Although this post is old, I wanted to give you a solution. In your post you are comparing apples with oranges. In your R code, you are estimating "balance, income, and student" on "default". In your Python code, you are only estimating "balance and income" on "default". Of course, you cannot get the same estimates. Also the differences cannot be attributed to feature scaling, as logistic regression usually does not need it in comparison to kmeans.

You are right to set a high C, so that there is no regularization. If you want to have the same output as in R, you have to change the solver to "newton-cg". Different solvers can give different results but they still yield the same objective value.
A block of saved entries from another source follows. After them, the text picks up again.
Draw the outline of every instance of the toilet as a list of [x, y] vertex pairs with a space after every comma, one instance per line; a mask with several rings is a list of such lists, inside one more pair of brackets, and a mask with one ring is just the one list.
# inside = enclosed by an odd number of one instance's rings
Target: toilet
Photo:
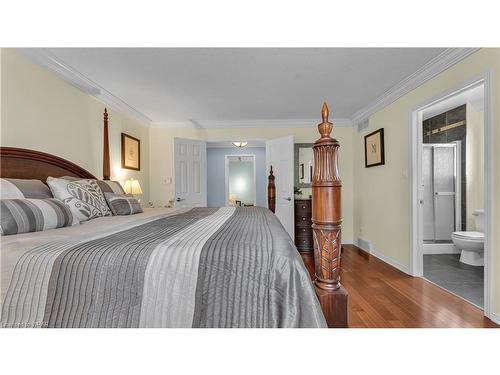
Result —
[[476, 231], [453, 232], [451, 239], [461, 250], [460, 262], [471, 266], [484, 266], [484, 210], [476, 209], [472, 214]]

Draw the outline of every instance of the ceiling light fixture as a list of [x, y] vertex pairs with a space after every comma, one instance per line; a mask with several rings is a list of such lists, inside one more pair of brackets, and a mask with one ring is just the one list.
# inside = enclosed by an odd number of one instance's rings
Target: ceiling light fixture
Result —
[[233, 142], [234, 147], [242, 148], [245, 147], [246, 145], [248, 145], [248, 142]]

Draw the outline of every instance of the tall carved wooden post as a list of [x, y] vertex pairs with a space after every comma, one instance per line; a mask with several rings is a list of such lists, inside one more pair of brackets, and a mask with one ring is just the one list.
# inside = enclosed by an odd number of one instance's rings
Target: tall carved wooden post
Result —
[[276, 185], [274, 184], [273, 166], [267, 178], [267, 207], [274, 213], [276, 210]]
[[341, 188], [339, 142], [330, 137], [328, 106], [323, 104], [321, 138], [313, 146], [312, 228], [315, 285], [329, 327], [347, 327], [347, 292], [340, 285]]
[[109, 136], [108, 136], [108, 110], [104, 108], [104, 137], [102, 154], [102, 176], [104, 180], [109, 180], [111, 176], [111, 166], [109, 162]]

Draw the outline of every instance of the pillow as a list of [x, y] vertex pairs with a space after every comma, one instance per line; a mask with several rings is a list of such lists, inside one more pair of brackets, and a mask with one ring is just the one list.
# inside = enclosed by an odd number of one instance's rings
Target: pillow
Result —
[[78, 224], [68, 206], [58, 199], [0, 200], [0, 233], [38, 232]]
[[113, 215], [134, 215], [142, 211], [141, 204], [132, 195], [104, 193]]
[[0, 179], [1, 199], [45, 199], [53, 198], [50, 189], [40, 180], [24, 180], [19, 178]]
[[125, 195], [122, 185], [118, 181], [97, 180], [103, 193], [115, 193]]
[[96, 180], [70, 181], [64, 178], [48, 177], [47, 183], [54, 197], [68, 205], [79, 221], [111, 215]]
[[[65, 180], [70, 180], [70, 181], [79, 181], [79, 180], [84, 180], [80, 177], [73, 177], [73, 176], [64, 176], [61, 177], [64, 178]], [[125, 194], [125, 190], [123, 190], [122, 185], [118, 181], [110, 181], [110, 180], [97, 180], [97, 184], [101, 188], [103, 193], [116, 193], [116, 194]]]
As long as your solver converge everything will be okay.

Here's the code that give you the same estimates like in R and Statsmodels:

import pandas as pd
from sklearn.linear_model import LogisticRegression
from patsy import dmatrices # 
import numpy as np

 # data is available here
Default = pd.read_csv('https://d1pqsl2386xqi9.cloudfront.net/notebooks/Default.csv', index_col=0)
 #
Default['default']=Default['default'].map({'No':0, 'Yes':1})
Default['student']=Default['student'].map({'No':0, 'Yes':1})
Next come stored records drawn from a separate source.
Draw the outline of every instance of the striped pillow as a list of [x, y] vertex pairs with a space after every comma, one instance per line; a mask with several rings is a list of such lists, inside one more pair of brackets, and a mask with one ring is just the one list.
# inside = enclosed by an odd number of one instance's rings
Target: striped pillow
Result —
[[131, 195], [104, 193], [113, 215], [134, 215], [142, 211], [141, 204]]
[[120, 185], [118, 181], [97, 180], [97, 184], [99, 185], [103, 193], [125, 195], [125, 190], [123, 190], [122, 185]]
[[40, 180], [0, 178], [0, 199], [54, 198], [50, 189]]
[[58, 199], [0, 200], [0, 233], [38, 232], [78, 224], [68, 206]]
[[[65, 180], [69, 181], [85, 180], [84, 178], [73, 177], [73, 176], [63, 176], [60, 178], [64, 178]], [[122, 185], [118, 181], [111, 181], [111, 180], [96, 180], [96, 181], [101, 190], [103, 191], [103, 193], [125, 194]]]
# use dmatrices to get data frame for logistic regression
y, X = dmatrices('default ~ balance+income+C(student)',
                  Default,return_type="dataframe")

y = np.ravel(y)

# fit logistic regression
model = LogisticRegression(C = 1e6, fit_intercept=False, solver = "newton-cg", max_iter=10000000)
model = model.fit(X, y)

# examine the coefficients
pd.DataFrame(zip(X.columns, np.transpose(model.coef_)))